Этот безумный дембель внешне был чем-то похож на Фила — одноклассника Григорьева. Фил после школы пошел в военное училище и до сих пор все еще служил, периодически попадая на Кавказ, и однажды как-то даже позвонил оттуда Григорьеву то ли с дежурства, то ли из какого-то города (Григорьев так точно и не понял), рассказал, что живет в палатке, что на улице уже который день тридцать градусов мороза, и что он даже спит в каске, и в ней же варит кашу. Григорьев в этот самый момент ел котлеты и смотрел по телевизору футбол.
На войну Фил попал уже сложившимся человеком, психически был очень устойчив и никаких послевоенных синдромов не испытывал, а воспринимал боевые действия как тяжелую, грязную, но необходимую и высокооплачиваемую работу. Он считал, что все эти боевые стрессы действует только на молодых пацанов, смеялся:
— После всего этого я разве что стал по-другому воспринимать лес. Сейчас, даже идя за грибами, подсознательно смотрю под ноги: нет ли где растяжки, и отмечаю подходящие места для засад, и не могу ничего с этим поделать.

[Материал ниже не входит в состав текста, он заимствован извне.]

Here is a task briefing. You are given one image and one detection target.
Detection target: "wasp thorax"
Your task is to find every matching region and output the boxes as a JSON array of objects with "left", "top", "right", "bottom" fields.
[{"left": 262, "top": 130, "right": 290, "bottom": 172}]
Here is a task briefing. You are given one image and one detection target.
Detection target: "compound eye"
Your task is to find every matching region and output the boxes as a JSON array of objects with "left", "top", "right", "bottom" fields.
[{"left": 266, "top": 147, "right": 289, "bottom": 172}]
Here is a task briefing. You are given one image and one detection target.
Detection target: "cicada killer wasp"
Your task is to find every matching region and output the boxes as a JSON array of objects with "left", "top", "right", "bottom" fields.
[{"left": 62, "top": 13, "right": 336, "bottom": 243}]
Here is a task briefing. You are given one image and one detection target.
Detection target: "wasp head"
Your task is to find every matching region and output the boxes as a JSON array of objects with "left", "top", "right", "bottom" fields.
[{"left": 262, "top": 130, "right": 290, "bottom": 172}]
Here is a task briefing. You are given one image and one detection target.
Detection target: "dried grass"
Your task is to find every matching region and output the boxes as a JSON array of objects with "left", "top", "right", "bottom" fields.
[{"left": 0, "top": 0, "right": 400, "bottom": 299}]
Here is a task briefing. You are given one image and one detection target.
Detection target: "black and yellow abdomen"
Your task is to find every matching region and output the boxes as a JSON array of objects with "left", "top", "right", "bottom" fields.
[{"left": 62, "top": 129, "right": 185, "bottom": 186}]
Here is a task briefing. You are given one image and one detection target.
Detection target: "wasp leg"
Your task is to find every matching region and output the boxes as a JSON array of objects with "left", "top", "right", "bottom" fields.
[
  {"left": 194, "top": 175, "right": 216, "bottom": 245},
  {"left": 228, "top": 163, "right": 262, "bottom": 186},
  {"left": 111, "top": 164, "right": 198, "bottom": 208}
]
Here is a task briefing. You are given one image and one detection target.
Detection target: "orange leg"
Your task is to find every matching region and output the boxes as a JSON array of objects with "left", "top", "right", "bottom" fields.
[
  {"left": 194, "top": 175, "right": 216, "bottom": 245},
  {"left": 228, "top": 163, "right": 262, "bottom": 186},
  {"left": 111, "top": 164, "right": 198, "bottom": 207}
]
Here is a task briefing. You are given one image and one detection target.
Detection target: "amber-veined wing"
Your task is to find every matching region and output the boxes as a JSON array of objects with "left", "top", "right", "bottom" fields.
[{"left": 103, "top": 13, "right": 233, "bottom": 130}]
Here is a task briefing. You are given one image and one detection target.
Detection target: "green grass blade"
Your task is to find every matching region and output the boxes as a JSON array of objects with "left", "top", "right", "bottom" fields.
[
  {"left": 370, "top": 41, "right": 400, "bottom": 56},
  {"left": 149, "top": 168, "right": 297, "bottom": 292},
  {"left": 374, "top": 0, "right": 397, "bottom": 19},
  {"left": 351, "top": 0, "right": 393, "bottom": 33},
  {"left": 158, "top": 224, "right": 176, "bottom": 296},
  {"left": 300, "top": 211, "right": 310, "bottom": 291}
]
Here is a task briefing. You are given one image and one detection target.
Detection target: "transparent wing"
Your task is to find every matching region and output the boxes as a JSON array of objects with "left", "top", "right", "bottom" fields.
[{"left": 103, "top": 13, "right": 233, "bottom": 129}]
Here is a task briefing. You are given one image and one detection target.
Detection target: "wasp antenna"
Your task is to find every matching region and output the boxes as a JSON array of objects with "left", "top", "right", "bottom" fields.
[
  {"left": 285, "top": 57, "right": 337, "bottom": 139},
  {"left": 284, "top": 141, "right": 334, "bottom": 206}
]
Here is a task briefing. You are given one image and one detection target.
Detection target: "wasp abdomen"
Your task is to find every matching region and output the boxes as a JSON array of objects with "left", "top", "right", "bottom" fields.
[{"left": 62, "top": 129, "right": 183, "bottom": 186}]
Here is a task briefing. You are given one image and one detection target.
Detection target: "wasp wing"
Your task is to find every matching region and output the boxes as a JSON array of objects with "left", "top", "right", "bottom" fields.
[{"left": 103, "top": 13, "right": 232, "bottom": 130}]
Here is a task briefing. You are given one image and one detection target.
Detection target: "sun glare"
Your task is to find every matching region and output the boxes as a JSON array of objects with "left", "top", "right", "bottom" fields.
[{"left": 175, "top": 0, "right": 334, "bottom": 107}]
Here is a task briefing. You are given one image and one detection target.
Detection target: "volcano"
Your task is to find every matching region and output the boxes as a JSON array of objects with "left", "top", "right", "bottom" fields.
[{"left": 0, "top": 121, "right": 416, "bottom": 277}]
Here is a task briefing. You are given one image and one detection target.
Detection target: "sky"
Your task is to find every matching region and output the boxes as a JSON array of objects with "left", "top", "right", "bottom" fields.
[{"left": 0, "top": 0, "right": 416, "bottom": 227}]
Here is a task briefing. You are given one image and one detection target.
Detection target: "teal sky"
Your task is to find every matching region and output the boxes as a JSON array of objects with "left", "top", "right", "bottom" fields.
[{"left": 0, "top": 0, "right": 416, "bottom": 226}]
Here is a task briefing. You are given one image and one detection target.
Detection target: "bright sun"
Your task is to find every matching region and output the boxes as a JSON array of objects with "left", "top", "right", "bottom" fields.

Из григорьевского класса реально воевали трое: Фил, Соболь и Леня Катышев. Соболь — тот попал в Афган. Об армии советского времени остался крайне плохого мнения. Там у них в части была дикая заболеваемость дизентерией и прочей кишечной заразой. Несколько ребят, которых он знал лично, умерли от дизентерии, один — прямо в сортире, откуда до этого не выходил три дня. У него самого с той поры осталась повышенная чувствительность к пище, иногда даже сыпь на теле появлялась, если съел что-то не очень свежее. После дембеля их еще и попытались грабануть в Ташкенте. Заманили в какой-то шалман, будто бы познакомить с девчонками и все такое, напоили, дали покурить что-то типа анаши. Насилу тогда отбились. Тут и пригодился боевой опыт. Кстати, в Афгане им одно время выдавали в пайке сухари из запасов 1923-го года закладки, по крайней мере, так было обозначено на этикетке. Получается, что засушили еще при Ленине, поэтому сухари так и прозвали: „ленинские“.